Role Description:
We are looking for an experienced, highly skilled and motivated Senior Compiler Engineer to join our compiler team. In this role, you will be responsible for designing, developing, and maintaining critical components of our AI-driven compilation stack. You will work on PyTorch, Triton, LLVM, and MLIR to build robust, scalable, and high-performance solutions for diverse
hardware backends. This is a hands-on technical position where you will solve complex problems, optimize for performance, and contribute to the next generation of our technology.
What You’ll Do:
- Design, Implement, and Optimize Compiler Components: Architect and develop critical compiler modules to efficiently translate and optimize AI models for deployment across a variety of hardware platforms, including CPUs, GPUs, and emerging custom accelerators
- Enhance and unify PyTorch Inductor, Triton, LLVM, and MLIR toolchains to support cutting-edge architectures, facilitate seamless interoperability, and enable rapid experimentation with new compiler features
- Create and maintain custom IRs, code generation passes, and optimization strategies tailored for AI workloads, focusing on both general and domain-specific improvements
- Profile and tune computational kernels—such as linear algebra operations, matrix multiplications, and elementwise computations—to achieve optimal performance, scalability, and resource efficiency on diverse hardware
- Open-Source Engagement: Actively contribute to the LLVM, MLIR, Triton, and PyTorch open-source projects, sharing improvements, collaborating with the developer community, and driving the evolution of the AI compiler ecosystem
What We’re Looking For:
- Bachelor’s or Master’s in Computer Science, Computer Engineering, or a related field from a recognized university
- 7+ years experience in compiler engineering or closely related fields
- Deep knowledge of LLVM and MLIR internals, including IR transformations, code generation, and backend optimization techniques
- Experience with PyTorch (Inductor/Dynamo) and Triton, including their compiler subsystems
- Proven experience and expertise in C/C++ programming
- Demonstrated expertise in performance optimization, including vectorization, parallelization, and hardware-specific tuning
- Advanced debugging, analytical, and system-level thinking skills
- Excellent communication skills with a strong track record of cross-functional collaboration
Ways to Stand Out from the Crowd:
- Strong understanding of AI models — both training and inference pipelines
- Experience developing compiler support for custom hardware accelerators, including ASICs, FPGAs, or novel AI chips
- Active contributions to open-source compiler frameworks, demonstrating leadership and community involvement
- Familiarity with distributed training strategies, graph compilers, and advanced memory models
Skills Required
- Bachelor's or Master's in Computer Science, Computer Engineering, or related field
- 7+ years experience in compiler engineering or closely related fields
- Deep knowledge of LLVM and MLIR internals, including IR transformations and code generation
- Experience with PyTorch (Inductor/Dynamo) and Triton compiler subsystems
- Proven experience and expertise in C/C++ programming
- Demonstrated expertise in performance optimization (vectorization, parallelization, hardware-specific tuning)

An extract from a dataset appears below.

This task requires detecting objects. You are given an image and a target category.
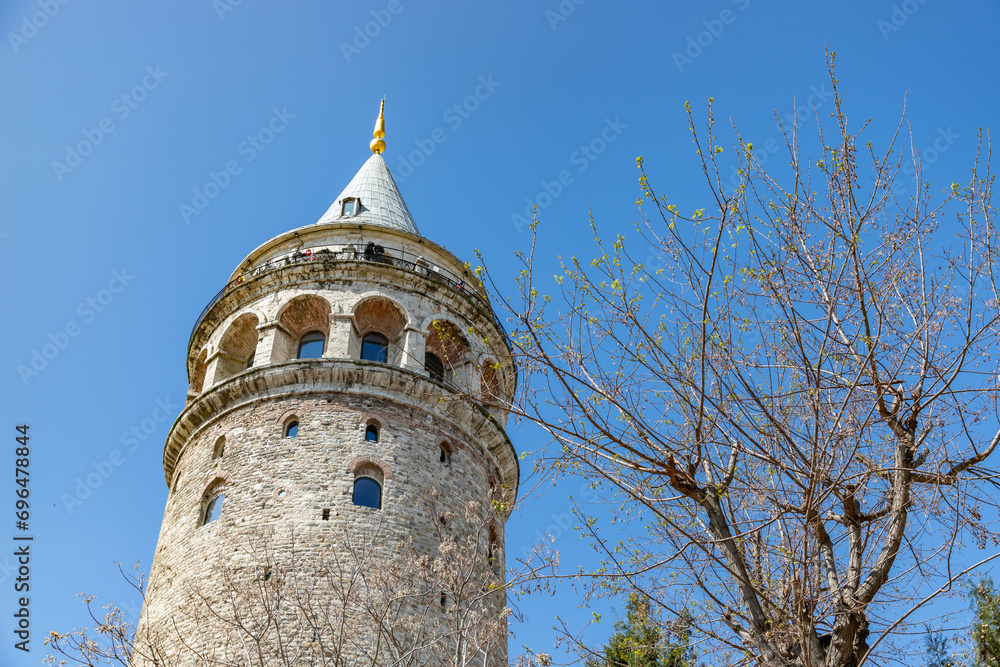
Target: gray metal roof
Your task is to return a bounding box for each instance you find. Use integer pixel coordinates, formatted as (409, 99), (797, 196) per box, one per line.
(316, 153), (420, 235)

- Advanced debugging, analytical, and system-level thinking skills
- Excellent communication skills and cross-functional collaboration
- Strong understanding of AI models (training and inference pipelines)
- Experience developing compiler support for custom hardware accelerators (ASICs, FPGAs)
- Active contributions to open-source compiler frameworks
- Familiarity with distributed training strategies, graph compilers, and advanced memory models
What We Do
Majestic Labs is reimagining AI infrastructure for the world’s most demanding workloads. Today, organizations are forced to overprovision expensive compute just to access the required memory their models need. We took a fundamentally different approach by pairing a massive amount of compute with 1000x the memory to create game changing improvements in performance, power and deployment efficiency. Our customers can literally replace racks of traditional AI infrastructure with a single Majestic server.